One of the most prominent policies that Inslee has championed is the Climate Commitment Act, which was passed by the legislature last year and took effect in January 2023. The act aims to reduce greenhouse gas emissions by 95% by 2050, while generating revenue for clean energy investments and environmental justice programs.

The act works by capping and reducing pollution from various sources, such as power plants, transportation, industry, and agriculture. It also creates a market-based system where emission allowances are auctioned to businesses that need them to operate. The revenue from the auctions is used to fund projects that help low-income communities, Tribal nations, and other vulnerable groups adapt to climate impacts and transition to clean energy.

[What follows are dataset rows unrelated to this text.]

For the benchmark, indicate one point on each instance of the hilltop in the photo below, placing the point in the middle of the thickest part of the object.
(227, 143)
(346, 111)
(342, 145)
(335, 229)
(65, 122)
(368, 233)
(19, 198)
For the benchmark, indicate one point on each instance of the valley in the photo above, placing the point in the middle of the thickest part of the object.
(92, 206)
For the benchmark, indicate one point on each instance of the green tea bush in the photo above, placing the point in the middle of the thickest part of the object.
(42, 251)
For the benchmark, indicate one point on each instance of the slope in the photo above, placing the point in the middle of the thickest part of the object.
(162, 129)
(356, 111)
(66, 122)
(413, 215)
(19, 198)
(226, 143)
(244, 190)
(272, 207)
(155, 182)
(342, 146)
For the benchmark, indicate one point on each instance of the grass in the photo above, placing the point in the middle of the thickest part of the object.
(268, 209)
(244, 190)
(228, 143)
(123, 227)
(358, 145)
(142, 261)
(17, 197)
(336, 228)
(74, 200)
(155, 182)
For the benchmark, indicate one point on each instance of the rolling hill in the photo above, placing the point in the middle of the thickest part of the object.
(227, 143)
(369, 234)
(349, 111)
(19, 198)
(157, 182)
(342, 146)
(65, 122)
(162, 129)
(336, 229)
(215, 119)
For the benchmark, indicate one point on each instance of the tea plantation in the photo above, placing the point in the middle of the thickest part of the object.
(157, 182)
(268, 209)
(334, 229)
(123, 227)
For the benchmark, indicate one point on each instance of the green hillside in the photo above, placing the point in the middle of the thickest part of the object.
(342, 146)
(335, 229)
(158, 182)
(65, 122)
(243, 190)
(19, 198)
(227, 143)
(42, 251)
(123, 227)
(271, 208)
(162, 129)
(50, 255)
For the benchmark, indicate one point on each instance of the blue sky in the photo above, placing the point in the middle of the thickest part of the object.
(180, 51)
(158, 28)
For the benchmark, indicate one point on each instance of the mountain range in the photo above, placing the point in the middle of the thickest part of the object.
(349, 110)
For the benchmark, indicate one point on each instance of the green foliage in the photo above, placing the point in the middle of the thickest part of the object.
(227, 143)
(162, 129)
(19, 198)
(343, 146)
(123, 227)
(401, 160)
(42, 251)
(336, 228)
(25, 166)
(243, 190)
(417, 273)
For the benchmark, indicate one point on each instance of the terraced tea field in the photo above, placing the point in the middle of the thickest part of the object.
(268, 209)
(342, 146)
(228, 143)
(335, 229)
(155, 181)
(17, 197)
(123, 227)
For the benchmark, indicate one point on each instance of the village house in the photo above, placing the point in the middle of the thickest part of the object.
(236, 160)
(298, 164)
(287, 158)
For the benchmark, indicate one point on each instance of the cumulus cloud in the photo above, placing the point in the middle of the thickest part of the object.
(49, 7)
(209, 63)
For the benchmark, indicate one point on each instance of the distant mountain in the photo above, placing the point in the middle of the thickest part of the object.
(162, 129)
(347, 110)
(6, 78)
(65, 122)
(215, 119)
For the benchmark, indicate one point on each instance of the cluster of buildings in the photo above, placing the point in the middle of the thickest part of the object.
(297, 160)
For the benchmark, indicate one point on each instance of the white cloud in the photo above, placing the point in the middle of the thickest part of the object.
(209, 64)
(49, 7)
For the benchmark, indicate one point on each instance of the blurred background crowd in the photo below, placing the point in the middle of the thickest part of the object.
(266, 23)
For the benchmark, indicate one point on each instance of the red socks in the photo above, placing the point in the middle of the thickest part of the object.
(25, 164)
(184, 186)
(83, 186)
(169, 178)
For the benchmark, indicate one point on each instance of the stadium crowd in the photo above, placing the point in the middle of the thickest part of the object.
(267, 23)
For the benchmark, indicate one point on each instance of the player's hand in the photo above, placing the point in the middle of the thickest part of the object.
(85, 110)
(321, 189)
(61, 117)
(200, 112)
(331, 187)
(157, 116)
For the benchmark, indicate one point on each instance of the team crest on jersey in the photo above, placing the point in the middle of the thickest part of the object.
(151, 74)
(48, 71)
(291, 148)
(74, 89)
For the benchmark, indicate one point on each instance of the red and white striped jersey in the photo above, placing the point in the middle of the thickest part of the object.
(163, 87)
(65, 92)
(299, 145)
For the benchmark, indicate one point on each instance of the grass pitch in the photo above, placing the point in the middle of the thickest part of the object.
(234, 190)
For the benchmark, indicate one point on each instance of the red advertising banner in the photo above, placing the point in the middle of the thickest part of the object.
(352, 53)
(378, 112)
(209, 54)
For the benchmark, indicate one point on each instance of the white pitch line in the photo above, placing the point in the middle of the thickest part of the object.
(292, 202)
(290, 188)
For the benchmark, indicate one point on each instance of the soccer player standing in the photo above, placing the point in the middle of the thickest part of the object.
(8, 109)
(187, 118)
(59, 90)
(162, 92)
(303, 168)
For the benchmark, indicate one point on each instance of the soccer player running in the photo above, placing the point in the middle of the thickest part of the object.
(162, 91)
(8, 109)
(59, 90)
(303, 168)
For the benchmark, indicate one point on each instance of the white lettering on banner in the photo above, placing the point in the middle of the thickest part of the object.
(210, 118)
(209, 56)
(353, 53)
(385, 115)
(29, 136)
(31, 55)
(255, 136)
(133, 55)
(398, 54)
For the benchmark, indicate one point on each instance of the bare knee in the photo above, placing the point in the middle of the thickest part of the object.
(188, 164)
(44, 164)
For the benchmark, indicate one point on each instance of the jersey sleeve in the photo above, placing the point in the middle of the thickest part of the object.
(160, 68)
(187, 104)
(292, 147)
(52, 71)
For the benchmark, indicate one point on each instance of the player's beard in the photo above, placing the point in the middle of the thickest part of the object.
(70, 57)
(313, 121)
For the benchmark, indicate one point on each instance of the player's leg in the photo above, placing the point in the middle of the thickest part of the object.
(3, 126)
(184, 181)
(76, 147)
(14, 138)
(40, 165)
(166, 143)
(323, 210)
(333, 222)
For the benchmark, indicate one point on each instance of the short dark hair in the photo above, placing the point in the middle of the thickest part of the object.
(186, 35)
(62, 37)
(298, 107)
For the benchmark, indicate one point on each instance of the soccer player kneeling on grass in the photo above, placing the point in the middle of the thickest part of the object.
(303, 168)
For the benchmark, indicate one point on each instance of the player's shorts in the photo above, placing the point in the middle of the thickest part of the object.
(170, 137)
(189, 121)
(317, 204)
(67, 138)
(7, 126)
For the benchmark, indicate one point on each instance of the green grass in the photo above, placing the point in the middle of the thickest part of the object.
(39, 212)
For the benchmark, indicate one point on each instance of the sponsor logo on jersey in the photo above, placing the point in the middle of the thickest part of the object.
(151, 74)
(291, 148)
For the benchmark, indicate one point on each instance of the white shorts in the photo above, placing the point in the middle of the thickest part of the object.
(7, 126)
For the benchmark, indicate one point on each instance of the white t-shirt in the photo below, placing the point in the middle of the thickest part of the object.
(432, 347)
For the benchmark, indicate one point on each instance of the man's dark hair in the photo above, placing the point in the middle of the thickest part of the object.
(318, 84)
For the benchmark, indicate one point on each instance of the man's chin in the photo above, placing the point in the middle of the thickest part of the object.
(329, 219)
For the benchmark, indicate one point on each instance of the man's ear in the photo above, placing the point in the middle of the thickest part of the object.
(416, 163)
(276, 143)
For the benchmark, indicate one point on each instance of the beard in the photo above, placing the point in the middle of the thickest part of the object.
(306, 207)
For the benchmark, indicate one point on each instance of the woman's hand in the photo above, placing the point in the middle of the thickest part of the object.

According to Inslee, the act has already raised $1.8 billion in 2023 through quarterly auctions, which he said will be used for various purposes. He said some of the funds will go to electric school buses, free transit rides for young people, public electric vehicle chargers, affordable multifamily housing with clean energy efficiency upgrades, community-led climate action plans, and environmental justice initiatives.

Inslee also defended the act against a conservative-backed initiative that is expected to appear on the November ballot. The initiative would repeal or amend several provisions of the act that affect oil companies and other polluters. Inslee said any delay or rollback of the act would be a betrayal of Washington’s children’s future and a setback for climate action.

Inslee Vows to Press Ahead with Climate Policy and Other Priorities in Final Year of Term

Other Climate Policies: Decarbonizing Building Sector and Phasing Out Methane Gas

Besides focusing on emission reduction targets, Inslee also announced several other policies that aim to decarbonize different sectors of Washington’s economy and society. These include:

  • A $626 million investment in a climate strategy that will decarbonize the building sector by retrofitting existing buildings with energy-efficient technologies and installing renewable energy systems.
  • A phase-out plan for methane gas production from oil wells by requiring operators to install leak detection devices and pay fees for each unit of methane they emit.
  • A ban on new fossil fuel infrastructure projects that would increase greenhouse gas emissions or harm public health or safety.
  • A requirement for all new passenger vehicles sold in Washington to be electric or hybrid by 2030.
  • A goal of achieving net-zero carbon emissions from all state-owned buildings by 2035.

Inslee said these policies will not only help Washington meet its climate commitments but also create jobs, save money, improve public health, enhance air quality, reduce wildfire risk, protect wildlife habitats, and preserve natural resources.

Other Priorities: Increasing Transparency on Oil Prices; Helping Families with Energy Bills; Treating Opioid Use; Addressing Homelessness

In addition to his climate agenda, Inslee also addressed other issues that he considers important for Washington’s well-being. These include:

  • Increasing transparency on oil prices by requiring oil companies to disclose their costs and revenues related to crude oil production in Washington state.
  • Helping families with energy bills by providing rebates for low-income households who install solar panels or heat pumps; expanding access to electric vehicle charging stations; creating a statewide program for home energy audits; and supporting community-based solutions for energy efficiency.
  • Treating opioid use by increasing funding for prevention programs; expanding access to medication-assisted treatment; supporting harm reduction services; enhancing data collection; improving coordination among providers; and addressing social determinants of health.
  • Addressing homelessness by building more affordable housing units; connecting people with services such as mental health care or substance abuse treatment; providing rental assistance vouchers; creating supportive housing communities; enforcing anti-discrimination laws; and collaborating with Tribal nations.

Inslee said these priorities reflect his vision for a more equitable, prosperous, healthy, and sustainable future for Washingtonians. He urged lawmakers from both parties to work together across party lines to advance these goals before his term ends in January 2025.